Who owns Mumbai? There are patterns but no clear answers
Girangaon or the old textile mill area in central Mumbai is a text book case of gradual but certain gentrification which began about 20 years ago.
Urban thinkers and planners took the academic term “gentrification” out of symposium halls and made it a commonly used word in their critiques of cities or city areas. As new neo-liberal socio-economic order took root, wealthy people arrived in old areas leading to a boom in the hyper-local economy, manifold rise in rents and property values, and changes in the area’s character and culture while the older and often poorer residents and establishments found themselves marginalised and eventually displaced.
Girangaon or the old textile mill area in central Mumbai is a text book case of gradual but certain gentrification which began about 20 years ago with the new stylish inhabitants preferring to call it Upper Worli instead of Lower Parel. Gentrification is visible in other areas of Mumbai like Girgaum prompting parochial politicians like the Thackeray cousins to make capital out of it.
But it is time to move beyond the term, because it does not capture the massive changes in cities brought about by real estate, suggested Saskia Sassen, renowned sociologist, urban thinker, and Columbia University professor in her latest essay on cities in The Conversation. “From mid-2014 to mid-2015 alone, more than a trillion dollars were invested in real estate in only about 100 cities across North America, Europe and Asia. Worldwide, real estate makes up 60% of the value of all global assets…wealth is clearly being concentrated into a select group of urban areas,” she wrote.
On the basis of her study of the world’s top 100 cities ranked by property investment, Sassen identified trends: a rapid increase in investment in urban land in the last few years, these cities comprised a staggering 76% of the world’s property investment. Large corporates made these investments often through shell companies, the purpose was not utility such as individual residents buying homes but to create ownership of land or store money or sometimes hide money.
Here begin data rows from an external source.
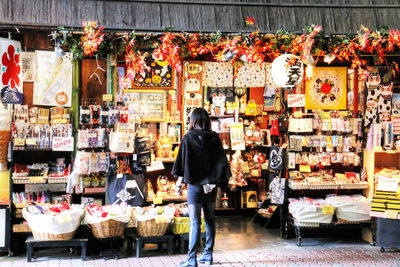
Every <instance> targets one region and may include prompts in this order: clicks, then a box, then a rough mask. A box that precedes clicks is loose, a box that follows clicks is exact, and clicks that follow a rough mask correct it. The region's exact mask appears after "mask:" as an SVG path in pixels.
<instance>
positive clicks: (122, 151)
mask: <svg viewBox="0 0 400 267" xmlns="http://www.w3.org/2000/svg"><path fill="white" fill-rule="evenodd" d="M134 147H135V137H134V136H133V135H131V134H129V133H127V132H121V131H120V130H119V127H118V128H117V130H116V131H115V132H114V131H112V132H111V133H110V151H111V152H114V153H133V150H134Z"/></svg>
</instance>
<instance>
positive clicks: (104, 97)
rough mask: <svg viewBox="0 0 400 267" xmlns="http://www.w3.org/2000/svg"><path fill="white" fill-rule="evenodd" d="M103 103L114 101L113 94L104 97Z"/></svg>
mask: <svg viewBox="0 0 400 267" xmlns="http://www.w3.org/2000/svg"><path fill="white" fill-rule="evenodd" d="M103 101H106V102H107V101H112V94H105V95H103Z"/></svg>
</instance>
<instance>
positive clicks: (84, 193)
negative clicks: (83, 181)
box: [84, 187, 106, 195]
mask: <svg viewBox="0 0 400 267" xmlns="http://www.w3.org/2000/svg"><path fill="white" fill-rule="evenodd" d="M105 192H106V188H105V187H85V190H84V194H85V195H91V194H104V193H105Z"/></svg>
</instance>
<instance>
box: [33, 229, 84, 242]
mask: <svg viewBox="0 0 400 267" xmlns="http://www.w3.org/2000/svg"><path fill="white" fill-rule="evenodd" d="M75 232H76V231H73V232H71V233H65V234H49V233H44V232H36V231H32V234H33V238H35V240H40V241H59V240H70V239H72V237H73V236H74V234H75Z"/></svg>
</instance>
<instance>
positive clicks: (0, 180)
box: [0, 171, 10, 205]
mask: <svg viewBox="0 0 400 267" xmlns="http://www.w3.org/2000/svg"><path fill="white" fill-rule="evenodd" d="M9 177H10V173H9V172H8V171H1V172H0V205H8V204H10V179H9Z"/></svg>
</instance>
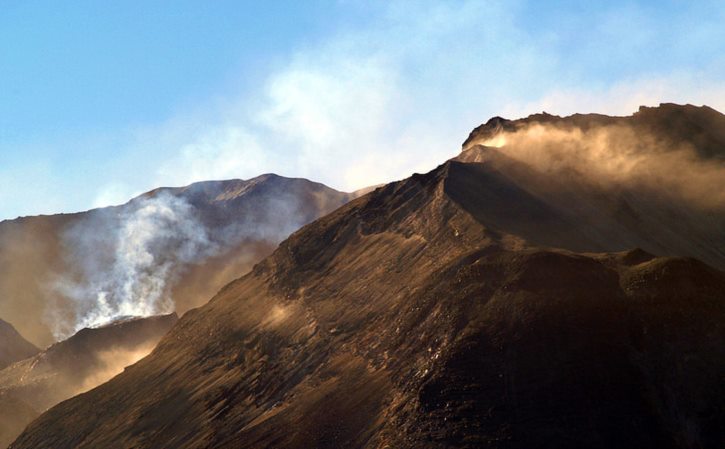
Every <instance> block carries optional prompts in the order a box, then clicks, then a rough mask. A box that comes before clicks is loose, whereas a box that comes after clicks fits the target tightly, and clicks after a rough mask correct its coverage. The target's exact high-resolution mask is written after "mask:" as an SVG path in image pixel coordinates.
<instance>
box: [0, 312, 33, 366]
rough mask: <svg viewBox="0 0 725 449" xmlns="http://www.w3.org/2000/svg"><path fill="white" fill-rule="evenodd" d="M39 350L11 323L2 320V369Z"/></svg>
mask: <svg viewBox="0 0 725 449" xmlns="http://www.w3.org/2000/svg"><path fill="white" fill-rule="evenodd" d="M38 352H40V349H38V348H36V347H35V346H34V345H33V344H32V343H30V342H29V341H27V340H26V339H24V338H23V336H22V335H20V334H19V333H18V331H16V330H15V328H14V327H13V326H12V325H11V324H10V323H7V322H5V321H3V320H0V370H1V369H3V368H5V367H6V366H8V365H11V364H13V363H15V362H17V361H19V360H23V359H26V358H28V357H30V356H32V355H35V354H37V353H38Z"/></svg>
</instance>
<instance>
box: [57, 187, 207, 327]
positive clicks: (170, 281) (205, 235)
mask: <svg viewBox="0 0 725 449" xmlns="http://www.w3.org/2000/svg"><path fill="white" fill-rule="evenodd" d="M119 210H120V211H121V212H118V211H119ZM63 237H64V244H65V246H66V253H67V258H68V261H67V266H69V267H72V270H73V273H63V274H62V275H57V276H56V279H55V280H54V282H52V284H51V286H50V288H51V292H52V293H54V294H55V295H56V304H55V307H52V308H51V309H50V314H51V315H52V316H51V317H49V318H50V319H49V320H48V321H49V322H50V324H51V326H52V329H53V333H54V335H55V337H56V338H58V339H63V338H65V337H68V336H69V335H72V334H73V333H75V332H76V331H78V330H80V329H82V328H84V327H95V326H99V325H102V324H105V323H108V322H110V321H113V320H116V319H119V318H121V317H125V316H149V315H155V314H162V313H170V312H172V311H174V303H173V300H172V298H171V297H170V291H169V289H170V283H171V282H173V281H174V280H175V279H176V278H178V276H180V275H181V274H182V273H183V270H184V267H185V266H188V264H190V263H193V262H196V261H199V260H203V259H204V258H207V257H210V256H212V255H214V254H216V253H218V252H219V245H218V244H216V243H214V242H213V241H212V240H211V239H210V237H209V235H208V232H207V230H206V228H205V227H204V226H203V225H202V224H201V223H200V222H199V220H198V219H197V218H196V217H195V215H194V209H193V208H192V206H191V205H190V204H189V203H188V202H186V201H185V200H183V199H181V198H178V197H175V196H172V195H169V194H167V193H160V194H158V195H156V196H153V197H141V198H138V199H136V200H134V201H132V202H131V203H129V205H127V206H126V207H124V208H123V209H109V210H99V211H96V213H95V214H93V215H91V216H90V217H89V218H88V219H87V220H84V221H81V222H79V223H76V224H75V225H74V226H72V227H71V228H70V229H68V230H67V231H66V233H65V235H64V236H63ZM64 300H65V301H67V303H66V304H63V305H61V304H59V302H61V301H63V302H65V301H64ZM69 306H70V307H69Z"/></svg>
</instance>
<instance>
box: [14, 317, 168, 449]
mask: <svg viewBox="0 0 725 449" xmlns="http://www.w3.org/2000/svg"><path fill="white" fill-rule="evenodd" d="M176 320H177V316H176V315H175V314H172V315H164V316H156V317H149V318H129V319H126V320H122V321H119V322H115V323H112V324H109V325H107V326H104V327H100V328H96V329H83V330H81V331H80V332H78V333H77V334H75V335H74V336H72V337H71V338H69V339H67V340H65V341H62V342H60V343H56V344H54V345H52V346H51V347H49V348H48V349H46V350H44V351H42V352H40V353H38V354H37V355H34V356H32V357H29V358H27V359H25V360H22V361H20V362H17V363H15V364H13V365H11V366H9V367H7V368H5V369H3V370H0V448H5V447H7V445H8V444H10V443H11V442H12V441H13V440H14V439H15V437H17V436H18V435H19V434H20V432H21V431H22V430H23V429H24V428H25V426H26V425H28V423H30V422H31V421H32V420H33V419H34V418H36V417H37V416H38V415H39V414H40V413H41V412H43V411H45V410H47V409H48V408H49V407H52V406H53V405H55V404H57V403H59V402H61V401H63V400H65V399H68V398H70V397H72V396H75V395H76V394H78V393H81V392H84V391H87V390H89V389H91V388H93V387H95V386H97V385H99V384H101V383H103V382H106V381H107V380H109V379H110V378H112V377H113V376H115V375H116V374H118V373H120V372H121V371H122V370H123V369H124V368H125V367H126V366H128V365H131V364H133V363H135V362H136V361H137V360H139V359H140V358H142V357H143V356H145V355H147V354H148V353H149V352H151V350H152V349H153V348H154V346H155V345H156V344H157V343H158V341H159V340H160V339H161V337H162V336H163V335H164V334H165V333H166V332H167V331H168V330H169V329H170V328H171V326H172V325H173V324H174V323H175V322H176Z"/></svg>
Indian cities like Mumbai and Bengaluru fell somewhere in the middle of the list of cities.
What does this corporatisation of land do to the city? Sassen observed, “We are witnessing a deep history in the making: a systematic transformation in the pattern of land ownership in some of our major cities. Whether it’s national or foreign, large-scale corporate investment absorbs much of the public tissue of streets and squares, and street-level commerce. It shrinks the texture and scale of spaces that are accessible to the public, and ultimately changes the very character of the city. If we’re to safeguard equity, democracy and rights in urban areas, we must first ask ourselves: who owns the city?”
Who owns the city is a tantalising question to ask about Mumbai. There is a great deal of history and folklore – about how land parcels were sold or leased to Parsis or merchants even as the city was taking shape in the British era. But there isn’t one set of reliable official data which gives us a comprehensive picture of land ownership in the city in the present day. Anecdotally, the process of corporate investment in urban land comes to life as you cruise down Parel or Bandra Kurla Complex where it is near-complete. It will be visible in Dharavi if the planned large-scale corporate-led redevelopment comes to pass.
Based on a data set of the Slum Redevelopment Authority in 2014-15, government agencies appear to own and control the largest land parcels such as the port trust. And only nine private individuals and trusts own almost a fifth of the city’s habitable land. But this does not even begin to capture the post-gentrification times. Sassen’s exploration asks us to go beyond this to study recent corporate investment in and ownership of land. No authority or agency in Mumbai would be in a hurry to generate this data set.